Mexico find suggests humans lived in Americas much earlier than thought
Mexico City, Jul 22 (efe-epa).- Archaeological research in a cave in northern Mexico has uncovered evidence that humans inhabited the zone 30,000 years ago, suggesting that man came to North America 15,000 years earlier than thought, according to an article Nature magazine published on Wednesday.
The publication says that since 2012 a team from the Autonomous University of Zacatecas has been excavating in the Chiquihuite cave in the Astillero Mountains, where they have found almost 2,000 stone tools, of which 239 were resting in layers of gravel dating to between 25,000 and 32,000 years ago.
The “general opinion” up until this discovery has been that the first people arrived in the Americas from Asia about 15,000-16,000 years ago.
This figure is based on finds at the Monte Verde II site in Chile, which have been dated to 14,000 years ago.
According to Nature, the head of the new investigation, Ciprian Ardelean, believes that the cave was visited “occasionally,” given that only relatively few ancient tools have been found there.

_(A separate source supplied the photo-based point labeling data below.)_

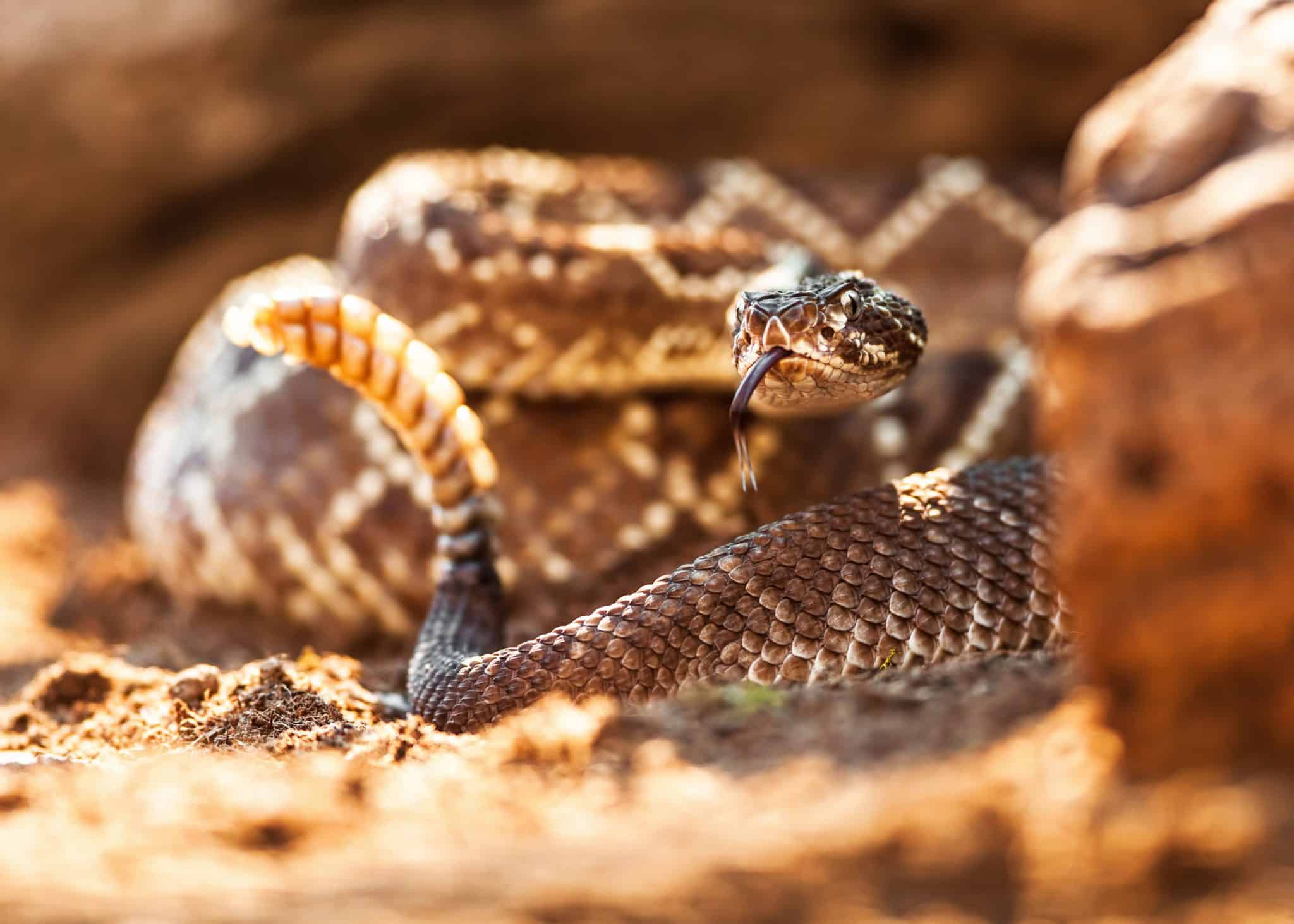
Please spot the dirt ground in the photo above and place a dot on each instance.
(139, 783)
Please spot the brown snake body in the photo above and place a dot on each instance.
(929, 567)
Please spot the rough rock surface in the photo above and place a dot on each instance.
(1164, 303)
(162, 147)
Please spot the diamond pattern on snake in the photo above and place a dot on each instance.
(586, 308)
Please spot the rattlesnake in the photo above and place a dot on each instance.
(949, 563)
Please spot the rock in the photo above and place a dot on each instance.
(1164, 309)
(193, 685)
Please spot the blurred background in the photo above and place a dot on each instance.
(152, 149)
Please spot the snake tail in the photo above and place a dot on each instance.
(382, 359)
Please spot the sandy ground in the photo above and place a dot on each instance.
(149, 774)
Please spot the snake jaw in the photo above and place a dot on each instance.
(835, 340)
(742, 400)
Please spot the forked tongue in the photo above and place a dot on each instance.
(742, 399)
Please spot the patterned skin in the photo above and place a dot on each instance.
(929, 567)
(584, 304)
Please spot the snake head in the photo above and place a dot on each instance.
(828, 342)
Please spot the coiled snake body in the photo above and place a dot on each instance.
(931, 566)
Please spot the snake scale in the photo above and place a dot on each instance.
(586, 309)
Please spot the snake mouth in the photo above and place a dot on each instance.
(742, 400)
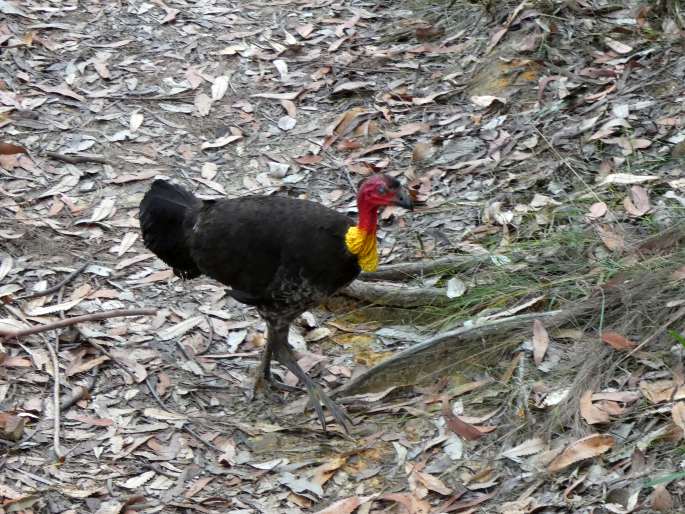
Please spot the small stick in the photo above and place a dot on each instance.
(78, 159)
(71, 276)
(98, 316)
(154, 394)
(80, 392)
(55, 399)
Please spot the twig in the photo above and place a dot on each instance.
(98, 316)
(80, 392)
(407, 270)
(441, 352)
(396, 295)
(55, 398)
(116, 361)
(71, 276)
(79, 158)
(154, 394)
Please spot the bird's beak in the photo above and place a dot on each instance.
(403, 199)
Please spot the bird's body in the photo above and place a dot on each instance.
(279, 254)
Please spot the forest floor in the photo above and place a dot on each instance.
(545, 142)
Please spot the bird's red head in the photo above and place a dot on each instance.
(377, 191)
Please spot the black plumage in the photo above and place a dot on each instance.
(279, 254)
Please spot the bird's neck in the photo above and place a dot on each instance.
(360, 240)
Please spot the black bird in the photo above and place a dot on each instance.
(281, 255)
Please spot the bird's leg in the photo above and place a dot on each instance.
(263, 374)
(284, 353)
(264, 368)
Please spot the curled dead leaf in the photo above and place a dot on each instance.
(617, 341)
(660, 499)
(585, 448)
(591, 414)
(10, 149)
(459, 427)
(540, 341)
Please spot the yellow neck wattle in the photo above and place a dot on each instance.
(361, 243)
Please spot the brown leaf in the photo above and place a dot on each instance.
(661, 391)
(612, 240)
(661, 499)
(617, 46)
(408, 129)
(459, 427)
(10, 149)
(410, 502)
(345, 506)
(591, 414)
(352, 86)
(348, 145)
(427, 32)
(163, 383)
(617, 341)
(585, 448)
(325, 471)
(540, 341)
(678, 414)
(308, 159)
(597, 210)
(423, 151)
(639, 204)
(432, 483)
(11, 426)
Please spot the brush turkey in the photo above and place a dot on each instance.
(281, 255)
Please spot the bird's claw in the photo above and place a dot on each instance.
(262, 383)
(318, 399)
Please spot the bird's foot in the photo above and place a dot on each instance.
(266, 385)
(318, 399)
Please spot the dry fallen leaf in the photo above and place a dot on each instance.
(660, 499)
(678, 415)
(612, 240)
(408, 129)
(597, 210)
(591, 414)
(459, 427)
(617, 341)
(585, 448)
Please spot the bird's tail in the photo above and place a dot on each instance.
(167, 215)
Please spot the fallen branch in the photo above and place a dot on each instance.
(98, 316)
(437, 355)
(57, 447)
(396, 294)
(78, 158)
(407, 270)
(71, 276)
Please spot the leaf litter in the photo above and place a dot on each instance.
(154, 411)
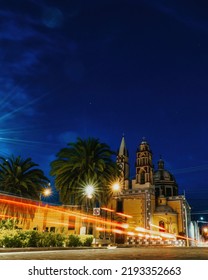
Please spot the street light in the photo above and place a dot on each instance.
(46, 192)
(89, 191)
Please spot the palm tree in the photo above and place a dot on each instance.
(19, 177)
(86, 162)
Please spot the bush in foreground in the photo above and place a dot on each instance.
(31, 238)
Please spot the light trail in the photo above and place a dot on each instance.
(113, 227)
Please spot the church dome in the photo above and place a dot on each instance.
(164, 209)
(162, 174)
(164, 181)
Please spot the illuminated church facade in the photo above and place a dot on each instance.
(146, 210)
(150, 200)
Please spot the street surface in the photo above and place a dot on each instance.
(139, 253)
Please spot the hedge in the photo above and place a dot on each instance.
(29, 238)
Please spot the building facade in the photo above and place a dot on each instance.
(151, 201)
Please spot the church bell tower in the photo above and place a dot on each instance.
(144, 166)
(123, 162)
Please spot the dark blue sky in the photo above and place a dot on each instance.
(104, 68)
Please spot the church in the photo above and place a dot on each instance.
(150, 202)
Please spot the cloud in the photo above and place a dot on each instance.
(183, 14)
(68, 136)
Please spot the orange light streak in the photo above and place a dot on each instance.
(123, 215)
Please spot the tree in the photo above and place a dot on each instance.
(86, 162)
(19, 177)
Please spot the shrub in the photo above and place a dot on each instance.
(73, 241)
(86, 240)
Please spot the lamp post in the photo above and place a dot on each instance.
(116, 188)
(89, 191)
(46, 192)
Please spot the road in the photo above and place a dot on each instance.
(140, 253)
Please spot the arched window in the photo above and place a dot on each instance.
(142, 177)
(162, 226)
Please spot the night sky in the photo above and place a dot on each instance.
(103, 68)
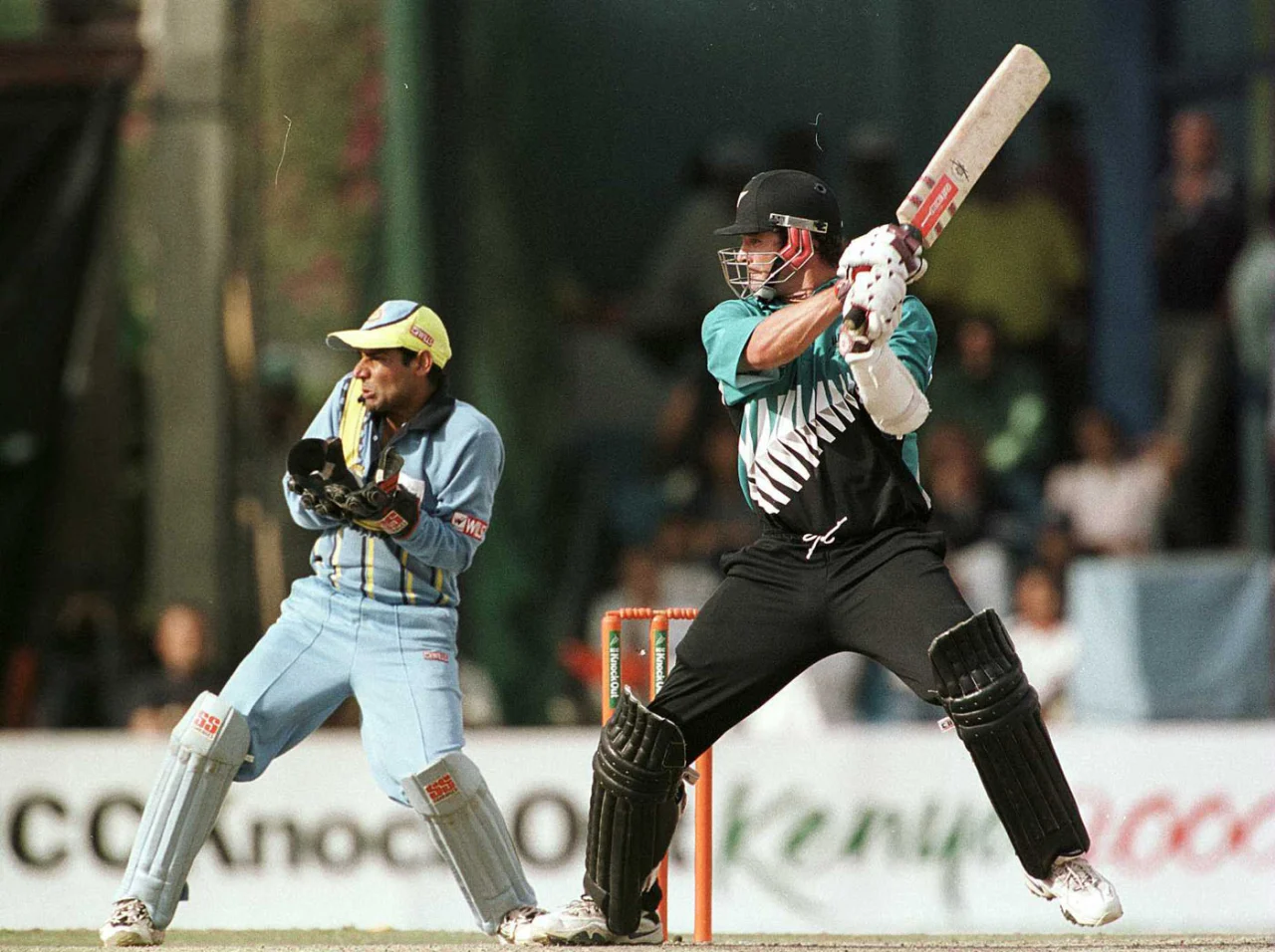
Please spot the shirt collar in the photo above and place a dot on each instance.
(435, 412)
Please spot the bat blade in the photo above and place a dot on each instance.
(973, 141)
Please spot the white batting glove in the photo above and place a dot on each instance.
(873, 309)
(885, 245)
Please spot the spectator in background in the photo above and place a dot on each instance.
(1198, 231)
(76, 668)
(1046, 643)
(1064, 172)
(1251, 308)
(681, 281)
(160, 696)
(871, 182)
(1000, 400)
(713, 518)
(1110, 500)
(978, 557)
(1200, 226)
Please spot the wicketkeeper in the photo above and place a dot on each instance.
(398, 478)
(823, 363)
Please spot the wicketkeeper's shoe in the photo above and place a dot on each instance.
(130, 925)
(514, 929)
(582, 923)
(1083, 892)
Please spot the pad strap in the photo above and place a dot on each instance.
(633, 811)
(997, 715)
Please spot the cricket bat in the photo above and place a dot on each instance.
(969, 148)
(973, 141)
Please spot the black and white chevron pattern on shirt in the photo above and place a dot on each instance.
(783, 438)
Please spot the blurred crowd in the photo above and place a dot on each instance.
(1025, 472)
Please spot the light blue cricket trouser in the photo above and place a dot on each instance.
(399, 661)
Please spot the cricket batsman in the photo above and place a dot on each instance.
(823, 363)
(398, 479)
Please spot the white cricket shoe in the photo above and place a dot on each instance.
(1083, 892)
(514, 928)
(130, 925)
(582, 923)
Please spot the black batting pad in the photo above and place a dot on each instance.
(997, 715)
(633, 811)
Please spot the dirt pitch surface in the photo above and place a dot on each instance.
(315, 941)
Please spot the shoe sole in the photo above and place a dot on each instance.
(1038, 889)
(592, 937)
(127, 937)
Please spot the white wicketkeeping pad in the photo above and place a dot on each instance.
(205, 751)
(469, 832)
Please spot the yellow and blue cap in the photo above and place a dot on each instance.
(398, 324)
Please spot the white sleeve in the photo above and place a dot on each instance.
(889, 392)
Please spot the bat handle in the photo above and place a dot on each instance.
(857, 318)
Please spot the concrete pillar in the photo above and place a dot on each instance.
(1125, 166)
(189, 479)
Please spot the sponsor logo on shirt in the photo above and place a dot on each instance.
(440, 789)
(469, 525)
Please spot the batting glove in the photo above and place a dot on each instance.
(871, 310)
(892, 245)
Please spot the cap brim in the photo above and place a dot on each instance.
(375, 340)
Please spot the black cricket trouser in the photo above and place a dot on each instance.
(778, 611)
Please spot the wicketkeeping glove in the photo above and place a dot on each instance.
(318, 473)
(382, 505)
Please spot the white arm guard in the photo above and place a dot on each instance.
(889, 392)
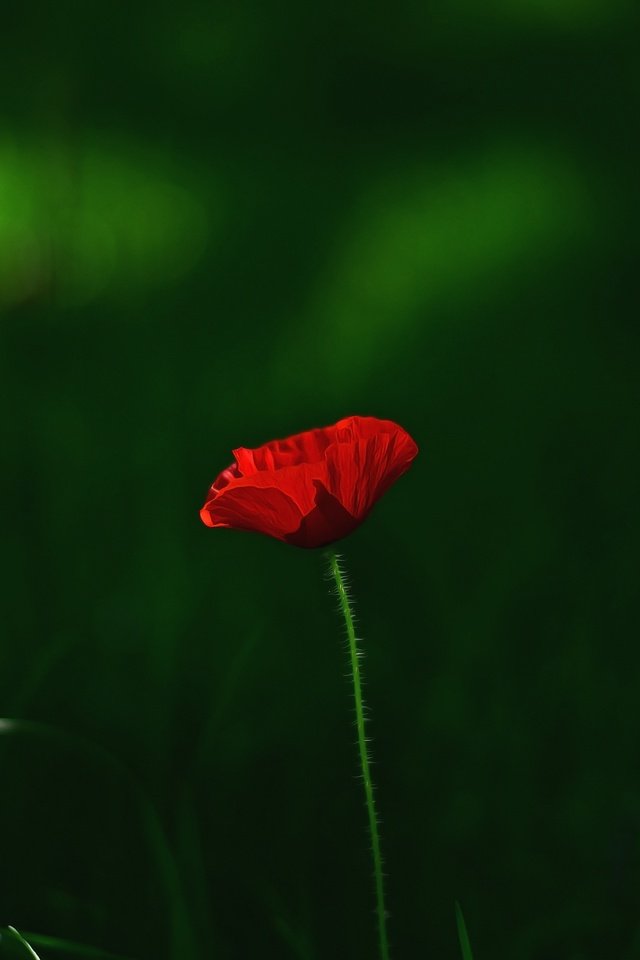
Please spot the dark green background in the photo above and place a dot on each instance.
(223, 223)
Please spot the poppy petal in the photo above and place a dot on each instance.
(328, 521)
(263, 509)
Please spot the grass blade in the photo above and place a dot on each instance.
(71, 947)
(17, 937)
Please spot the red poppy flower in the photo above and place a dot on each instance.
(314, 487)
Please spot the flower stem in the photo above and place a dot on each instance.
(365, 762)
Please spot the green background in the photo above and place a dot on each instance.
(223, 223)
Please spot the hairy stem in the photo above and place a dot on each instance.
(365, 762)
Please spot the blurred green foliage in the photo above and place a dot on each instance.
(220, 224)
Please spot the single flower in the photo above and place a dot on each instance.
(314, 487)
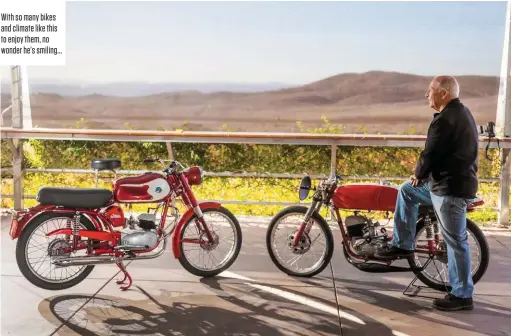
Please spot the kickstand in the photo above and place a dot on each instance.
(415, 291)
(121, 266)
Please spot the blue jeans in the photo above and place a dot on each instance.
(451, 215)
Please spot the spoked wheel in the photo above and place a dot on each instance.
(435, 275)
(317, 245)
(212, 259)
(35, 253)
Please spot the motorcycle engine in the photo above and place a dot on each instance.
(364, 234)
(142, 238)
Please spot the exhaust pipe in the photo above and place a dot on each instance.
(86, 261)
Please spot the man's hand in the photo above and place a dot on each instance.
(415, 181)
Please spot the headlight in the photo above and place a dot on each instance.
(194, 175)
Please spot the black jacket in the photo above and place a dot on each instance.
(450, 158)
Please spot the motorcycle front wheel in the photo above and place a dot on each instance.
(319, 228)
(216, 220)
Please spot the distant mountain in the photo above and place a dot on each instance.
(387, 102)
(131, 89)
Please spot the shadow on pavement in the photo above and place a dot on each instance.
(365, 324)
(234, 311)
(370, 292)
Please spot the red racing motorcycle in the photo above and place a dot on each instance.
(308, 234)
(90, 227)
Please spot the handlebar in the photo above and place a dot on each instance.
(173, 164)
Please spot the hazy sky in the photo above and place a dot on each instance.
(291, 42)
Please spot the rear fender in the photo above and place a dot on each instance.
(184, 219)
(20, 219)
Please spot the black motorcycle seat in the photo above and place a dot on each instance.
(424, 209)
(74, 197)
(106, 164)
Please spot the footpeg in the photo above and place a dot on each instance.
(121, 266)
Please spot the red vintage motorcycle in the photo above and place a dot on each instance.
(361, 235)
(93, 223)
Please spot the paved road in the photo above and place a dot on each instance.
(252, 298)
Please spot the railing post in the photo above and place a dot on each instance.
(504, 188)
(503, 121)
(16, 144)
(333, 160)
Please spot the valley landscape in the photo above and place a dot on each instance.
(381, 102)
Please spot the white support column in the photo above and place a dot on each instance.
(17, 148)
(333, 160)
(503, 122)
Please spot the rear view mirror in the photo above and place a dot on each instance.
(305, 187)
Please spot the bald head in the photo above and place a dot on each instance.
(441, 91)
(449, 84)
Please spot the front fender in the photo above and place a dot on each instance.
(184, 219)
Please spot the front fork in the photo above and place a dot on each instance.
(190, 199)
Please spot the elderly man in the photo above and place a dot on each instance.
(445, 177)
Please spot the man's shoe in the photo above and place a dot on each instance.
(452, 303)
(392, 252)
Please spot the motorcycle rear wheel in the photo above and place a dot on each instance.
(441, 285)
(22, 257)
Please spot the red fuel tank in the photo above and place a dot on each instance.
(147, 188)
(365, 196)
(115, 214)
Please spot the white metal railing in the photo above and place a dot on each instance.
(235, 137)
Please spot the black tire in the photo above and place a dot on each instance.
(324, 227)
(237, 248)
(485, 257)
(21, 257)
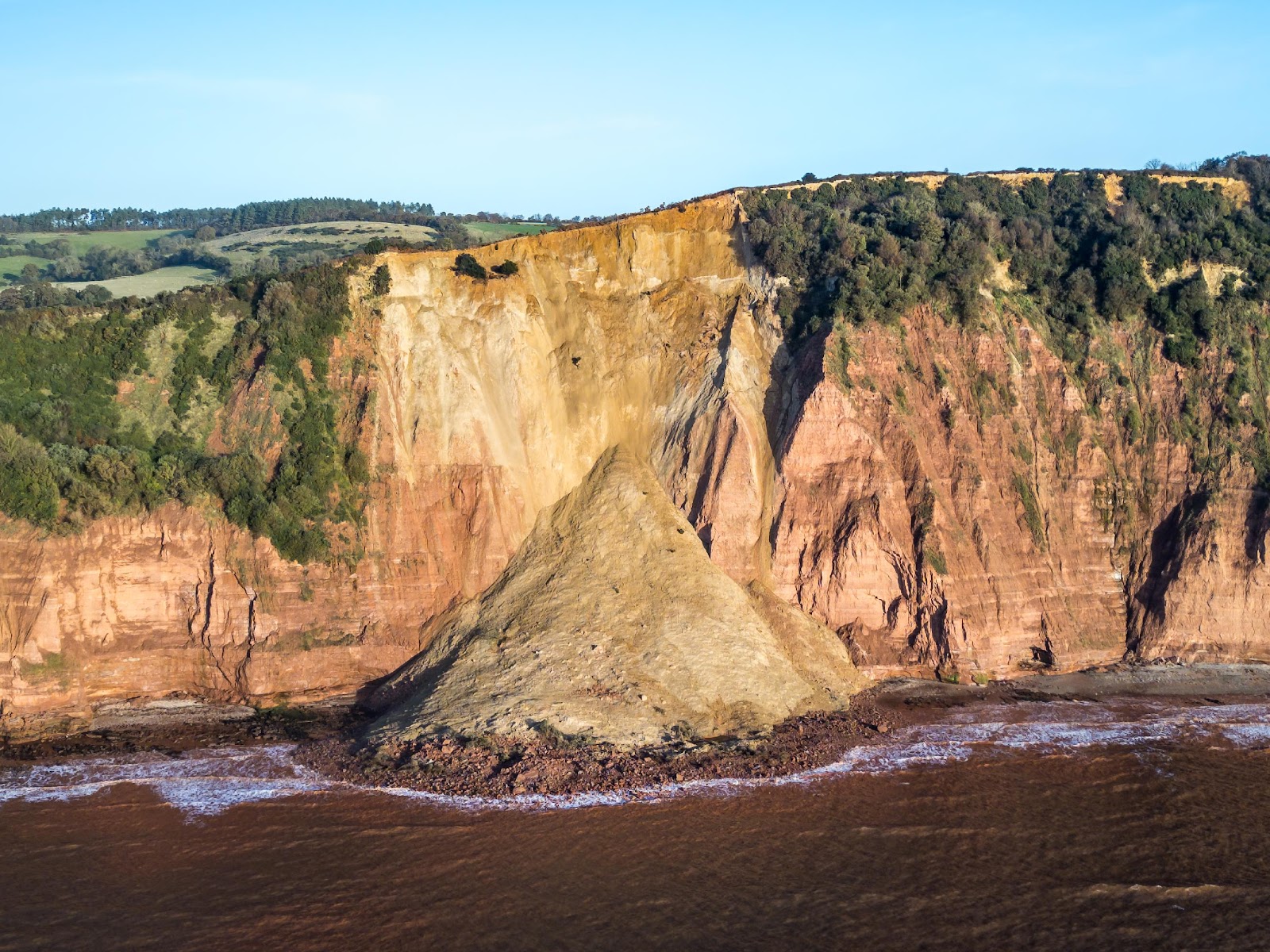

He told the magazine that ancient hunter-gatherers possibly used it as a shelter for a few decades, during particularly severe winters, noting that 26,000 years ago, during the last Ice Age, North America had been a “dangerous” area.
According to the investigators, Chiquihuite cave is quite isolated and could have provided shelter for people, protecting them from snowstorms, for instance.
The investigation has garnered some controversy, however.
A team of geneticists headed by Eske Willerslev at the University of Copenhagen looked for ancient human DNA in the dirt and gravel layers covering the bottom of the cave but found nothing.
In addition, Nature compared the investigation’s results with those of François Lanoë, an archaeologist and anthropologist at the University of Arizona who warned that the tools found in the cave could have been displaced downwards into deeper layers of gravel by geological activity.”
Meanwhile, Ardelean admitted that some of the tools could have been shifted to lower layers, although he said that the 239 oldest stone implements were found under an impenetrable layer of mud that formed during the height of the last Ice Age.